While I agree that a GP often can' t help diagnose or treat psychiatric symptoms, some of that sounds like how I was before I was diagnosed with a chronic hormonal disorder. I had intermittent anxiety and depression issues though my teens and twenties, and a large element of it had to do with an underlying medical condition that sadly wasn't diagnosed until I was almost 30.

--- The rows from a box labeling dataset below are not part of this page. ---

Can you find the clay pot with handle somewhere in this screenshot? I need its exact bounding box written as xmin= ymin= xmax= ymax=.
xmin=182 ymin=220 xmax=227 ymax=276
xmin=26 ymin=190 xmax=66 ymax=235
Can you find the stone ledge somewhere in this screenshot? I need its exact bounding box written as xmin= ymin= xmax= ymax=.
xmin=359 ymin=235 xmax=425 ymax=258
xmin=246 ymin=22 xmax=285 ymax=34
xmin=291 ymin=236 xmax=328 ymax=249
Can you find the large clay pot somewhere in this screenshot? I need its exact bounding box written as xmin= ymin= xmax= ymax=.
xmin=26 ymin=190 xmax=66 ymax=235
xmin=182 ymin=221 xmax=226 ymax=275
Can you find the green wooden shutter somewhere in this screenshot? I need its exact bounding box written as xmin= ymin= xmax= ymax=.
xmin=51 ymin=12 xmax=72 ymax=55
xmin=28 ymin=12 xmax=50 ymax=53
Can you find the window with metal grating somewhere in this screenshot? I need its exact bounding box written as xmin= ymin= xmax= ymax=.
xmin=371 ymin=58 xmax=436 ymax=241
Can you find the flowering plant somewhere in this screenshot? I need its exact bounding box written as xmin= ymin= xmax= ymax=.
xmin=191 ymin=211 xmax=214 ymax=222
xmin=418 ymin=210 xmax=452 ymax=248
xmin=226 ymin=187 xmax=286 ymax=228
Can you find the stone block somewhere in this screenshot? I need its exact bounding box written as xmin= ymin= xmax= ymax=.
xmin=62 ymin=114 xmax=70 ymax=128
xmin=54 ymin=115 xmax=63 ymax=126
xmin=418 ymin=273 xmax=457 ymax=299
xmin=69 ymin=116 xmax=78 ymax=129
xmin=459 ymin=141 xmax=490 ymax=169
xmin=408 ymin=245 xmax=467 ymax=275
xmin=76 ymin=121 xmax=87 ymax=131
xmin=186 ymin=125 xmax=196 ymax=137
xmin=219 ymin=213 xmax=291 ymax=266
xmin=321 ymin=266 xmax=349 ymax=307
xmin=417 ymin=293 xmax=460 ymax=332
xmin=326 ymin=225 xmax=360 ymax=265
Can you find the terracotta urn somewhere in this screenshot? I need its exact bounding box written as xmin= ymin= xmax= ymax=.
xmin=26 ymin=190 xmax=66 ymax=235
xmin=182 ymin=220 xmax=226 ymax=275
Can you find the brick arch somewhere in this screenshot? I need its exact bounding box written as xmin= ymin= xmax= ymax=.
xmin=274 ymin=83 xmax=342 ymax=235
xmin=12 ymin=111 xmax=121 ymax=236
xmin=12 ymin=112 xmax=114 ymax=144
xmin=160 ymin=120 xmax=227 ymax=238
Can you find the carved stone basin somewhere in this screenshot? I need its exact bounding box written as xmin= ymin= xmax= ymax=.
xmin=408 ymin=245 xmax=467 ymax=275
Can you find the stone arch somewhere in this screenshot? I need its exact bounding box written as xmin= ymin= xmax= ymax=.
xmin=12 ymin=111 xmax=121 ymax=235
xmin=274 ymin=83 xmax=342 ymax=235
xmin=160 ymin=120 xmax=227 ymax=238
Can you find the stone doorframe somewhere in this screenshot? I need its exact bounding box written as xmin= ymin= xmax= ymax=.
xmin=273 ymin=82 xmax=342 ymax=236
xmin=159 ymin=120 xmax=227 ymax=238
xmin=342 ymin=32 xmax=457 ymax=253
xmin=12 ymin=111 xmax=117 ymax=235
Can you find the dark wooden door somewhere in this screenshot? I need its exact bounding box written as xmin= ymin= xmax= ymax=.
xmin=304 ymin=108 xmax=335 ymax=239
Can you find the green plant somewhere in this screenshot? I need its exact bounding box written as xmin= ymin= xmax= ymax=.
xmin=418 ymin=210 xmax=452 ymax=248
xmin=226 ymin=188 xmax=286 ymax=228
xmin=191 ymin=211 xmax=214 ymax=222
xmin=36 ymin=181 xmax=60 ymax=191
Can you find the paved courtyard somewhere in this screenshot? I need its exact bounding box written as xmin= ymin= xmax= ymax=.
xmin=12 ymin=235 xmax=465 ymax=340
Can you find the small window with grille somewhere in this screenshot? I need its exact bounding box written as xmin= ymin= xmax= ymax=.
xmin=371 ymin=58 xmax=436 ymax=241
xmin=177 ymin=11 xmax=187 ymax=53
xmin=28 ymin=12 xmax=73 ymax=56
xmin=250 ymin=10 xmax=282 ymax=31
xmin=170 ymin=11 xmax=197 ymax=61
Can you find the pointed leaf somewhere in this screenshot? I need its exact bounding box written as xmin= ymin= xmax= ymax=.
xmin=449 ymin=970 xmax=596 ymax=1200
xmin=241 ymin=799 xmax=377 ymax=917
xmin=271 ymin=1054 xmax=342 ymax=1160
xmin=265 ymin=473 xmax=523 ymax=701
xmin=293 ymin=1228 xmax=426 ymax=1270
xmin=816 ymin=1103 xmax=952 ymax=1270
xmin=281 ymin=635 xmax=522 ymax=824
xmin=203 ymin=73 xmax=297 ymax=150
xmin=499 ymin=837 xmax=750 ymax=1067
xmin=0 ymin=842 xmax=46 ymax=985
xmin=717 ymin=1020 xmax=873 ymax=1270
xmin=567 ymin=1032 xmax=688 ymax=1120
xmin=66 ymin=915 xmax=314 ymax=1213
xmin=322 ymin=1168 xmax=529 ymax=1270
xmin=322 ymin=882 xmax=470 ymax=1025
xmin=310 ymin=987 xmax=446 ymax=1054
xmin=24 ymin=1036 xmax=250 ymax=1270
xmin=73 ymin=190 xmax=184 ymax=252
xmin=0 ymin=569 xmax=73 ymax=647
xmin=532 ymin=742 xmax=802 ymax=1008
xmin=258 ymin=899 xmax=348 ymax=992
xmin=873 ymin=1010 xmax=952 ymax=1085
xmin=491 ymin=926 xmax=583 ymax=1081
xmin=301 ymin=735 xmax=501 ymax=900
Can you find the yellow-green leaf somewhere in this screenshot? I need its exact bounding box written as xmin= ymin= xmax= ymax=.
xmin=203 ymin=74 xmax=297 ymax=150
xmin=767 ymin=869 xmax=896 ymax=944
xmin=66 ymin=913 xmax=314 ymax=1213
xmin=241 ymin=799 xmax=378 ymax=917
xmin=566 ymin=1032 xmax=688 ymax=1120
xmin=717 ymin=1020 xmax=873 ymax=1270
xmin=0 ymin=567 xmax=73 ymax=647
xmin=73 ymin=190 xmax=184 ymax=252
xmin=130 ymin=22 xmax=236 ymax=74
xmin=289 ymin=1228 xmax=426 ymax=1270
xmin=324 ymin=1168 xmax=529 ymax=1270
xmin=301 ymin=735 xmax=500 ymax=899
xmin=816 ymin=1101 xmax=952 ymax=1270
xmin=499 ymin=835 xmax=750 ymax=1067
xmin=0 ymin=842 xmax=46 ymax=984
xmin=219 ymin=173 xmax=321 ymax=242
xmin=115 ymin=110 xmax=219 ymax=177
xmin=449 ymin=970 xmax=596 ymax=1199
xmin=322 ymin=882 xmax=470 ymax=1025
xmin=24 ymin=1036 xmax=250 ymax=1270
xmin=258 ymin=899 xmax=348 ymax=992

Hormones can really affect mood a great deal, so you might suggest that she get a basic blood screening for all reproductive hormone levels (and I mean ALL, not just estrogen and progesterone), insulin, blood sugar, thyroid, etc. I have PCOS, which is a syndrome somewhat similar to diabetes, where poor processing of sugar feeds back into abnormal reproductive hormone levels. It most DEFINITELY affected my mood. Not saying she is likely to have that unless she has physical symptoms associated with it, but it is worth ruling out a physical cause first.
Even today, with my PCOS very stable and controlled, I find my mental state easily slips into the bad anxiety/depression patterns if I don't eat a clean, low carb, low sugar diet; exercise regularly; get plenty of sun/natural light.
Also, as a side note, hormonal birth control can also strongly affect mood, both positively and negatively. My depression-free, healthy-lifestyle sister was a basket case on Ortho Tri Cyclene, thought she was going insane for a couple years. Finally I convinced her to go off it for a while, and BOOM, instantly back to normal. She subsequently found a pill brand/type (there's tons of different ones now) that didn't affect her negatively.
Anyway, something for her friend to consider. Sometimes the simplest fixes (underlying condition, medication side effects, diet) get overlooked as the first things to test.